It also has little credibility at the UN on HIV&AIDS prevention, she notes. “Especially on HIV&AIDS, they’ve made themselves irrelevant because the data and science are not on their side. And their credibility was irrevocably damaged by bishops like Kevin Dowling who said that condoms save lives.”
By the start of the 2014 UN Commission on the Status of Women, when the Vatican was expected to issue its usual slew of demands about striking references to family planning and sexuality education and adding references to the importance of the “traditional” family, many observers noted that its influence had waned. As many Latin American delegations have become more progressive on issues of sexuality and reproductive health, the Vatican has been increasingly marooned in defending Humanae Vitae.[v] In 2015, when the UN released its Sustainable Development Goals 2030, the Holy See expressed strong support despite saying it had “firm reservations” about targets promoting access to sexual and reproductive healthcare services and the integration of reproductive health into national strategies and programs.[vi]

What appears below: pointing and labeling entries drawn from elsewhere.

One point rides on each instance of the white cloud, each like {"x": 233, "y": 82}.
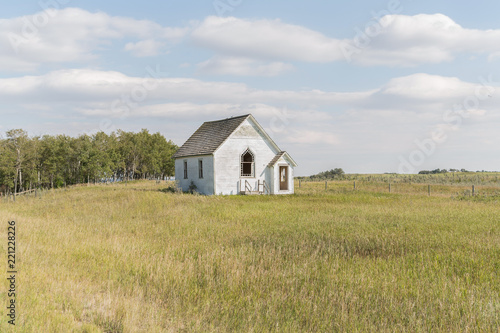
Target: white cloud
{"x": 74, "y": 35}
{"x": 145, "y": 48}
{"x": 397, "y": 40}
{"x": 240, "y": 66}
{"x": 411, "y": 40}
{"x": 265, "y": 40}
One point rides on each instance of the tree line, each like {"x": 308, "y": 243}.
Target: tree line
{"x": 54, "y": 161}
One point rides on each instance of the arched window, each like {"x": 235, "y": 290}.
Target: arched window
{"x": 247, "y": 164}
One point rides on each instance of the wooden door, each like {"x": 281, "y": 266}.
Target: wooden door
{"x": 283, "y": 178}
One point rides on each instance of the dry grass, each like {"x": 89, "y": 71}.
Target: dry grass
{"x": 134, "y": 259}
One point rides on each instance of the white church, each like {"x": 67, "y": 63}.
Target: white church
{"x": 233, "y": 156}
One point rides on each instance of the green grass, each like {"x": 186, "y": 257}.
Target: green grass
{"x": 135, "y": 259}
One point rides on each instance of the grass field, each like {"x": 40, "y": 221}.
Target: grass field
{"x": 132, "y": 258}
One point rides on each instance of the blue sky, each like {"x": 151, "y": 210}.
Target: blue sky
{"x": 368, "y": 86}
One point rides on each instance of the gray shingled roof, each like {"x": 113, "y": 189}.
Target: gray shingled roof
{"x": 209, "y": 137}
{"x": 276, "y": 158}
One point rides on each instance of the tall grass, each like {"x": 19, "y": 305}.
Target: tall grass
{"x": 135, "y": 259}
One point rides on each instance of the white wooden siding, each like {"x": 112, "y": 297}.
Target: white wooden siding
{"x": 227, "y": 159}
{"x": 205, "y": 185}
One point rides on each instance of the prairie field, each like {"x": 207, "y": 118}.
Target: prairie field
{"x": 138, "y": 258}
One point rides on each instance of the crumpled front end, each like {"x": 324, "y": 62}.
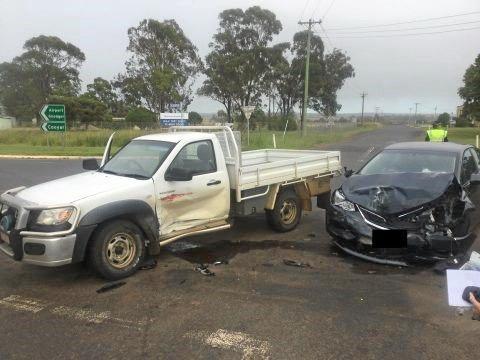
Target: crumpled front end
{"x": 434, "y": 230}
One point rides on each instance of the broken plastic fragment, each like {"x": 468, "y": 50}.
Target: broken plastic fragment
{"x": 148, "y": 263}
{"x": 110, "y": 286}
{"x": 203, "y": 269}
{"x": 296, "y": 263}
{"x": 220, "y": 262}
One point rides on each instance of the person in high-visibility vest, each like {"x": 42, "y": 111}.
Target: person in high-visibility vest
{"x": 436, "y": 134}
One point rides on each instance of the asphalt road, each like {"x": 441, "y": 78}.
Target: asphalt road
{"x": 255, "y": 307}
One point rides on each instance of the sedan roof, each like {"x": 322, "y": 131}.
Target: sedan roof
{"x": 429, "y": 146}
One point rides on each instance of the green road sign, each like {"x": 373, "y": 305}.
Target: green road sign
{"x": 55, "y": 117}
{"x": 51, "y": 126}
{"x": 54, "y": 113}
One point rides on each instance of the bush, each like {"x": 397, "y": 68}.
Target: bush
{"x": 278, "y": 123}
{"x": 141, "y": 117}
{"x": 463, "y": 122}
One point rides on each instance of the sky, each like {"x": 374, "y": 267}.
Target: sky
{"x": 395, "y": 71}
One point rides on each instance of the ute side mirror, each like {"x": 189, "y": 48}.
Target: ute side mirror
{"x": 90, "y": 164}
{"x": 475, "y": 178}
{"x": 347, "y": 172}
{"x": 178, "y": 174}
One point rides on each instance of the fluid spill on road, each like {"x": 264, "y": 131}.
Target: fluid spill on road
{"x": 225, "y": 250}
{"x": 360, "y": 266}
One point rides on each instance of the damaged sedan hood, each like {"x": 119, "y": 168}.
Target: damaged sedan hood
{"x": 393, "y": 193}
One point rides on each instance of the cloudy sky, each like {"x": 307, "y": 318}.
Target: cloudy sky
{"x": 395, "y": 70}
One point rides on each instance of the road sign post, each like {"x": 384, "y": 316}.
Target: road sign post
{"x": 55, "y": 119}
{"x": 248, "y": 111}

[i] Pontifical Council on the Family, “Ethical and Pastoral Dimensions of Population Trends,” Pontifical Council on the Family, May 13, 1994.
[ii] Ari Goldman, “Religion Notes,” New York Times, December 18, 1993.
[iii] “Holy See’s Final Statement at Women’s Conference in Beijing,” September 15, 1995. http://www.its.caltech.edu/~nmcenter/women-cp/beijing3.html
[iv] Sarah Venis, “UN Conference on Children Bows to US Pressure,” The Lancet, May 18, 2002.
[v] Liz Ford, “The Vatican breaks its silence at UN gender equality conference,” The Guardian, March 20, 2014, https://www.theguardian.com/global-development/poverty-matters/2014/mar/20/vatican-un-gender-equality-conference-csw-women.
[vi] Matt Hadro, “Holy See Expresses Cautious Support for UN Development Goals,” Catholic News Agency, September 4, 2015, https://www.catholicnewsagency.com/news/holy-see-expresses-cautious-support-for-un-development-goals-42530.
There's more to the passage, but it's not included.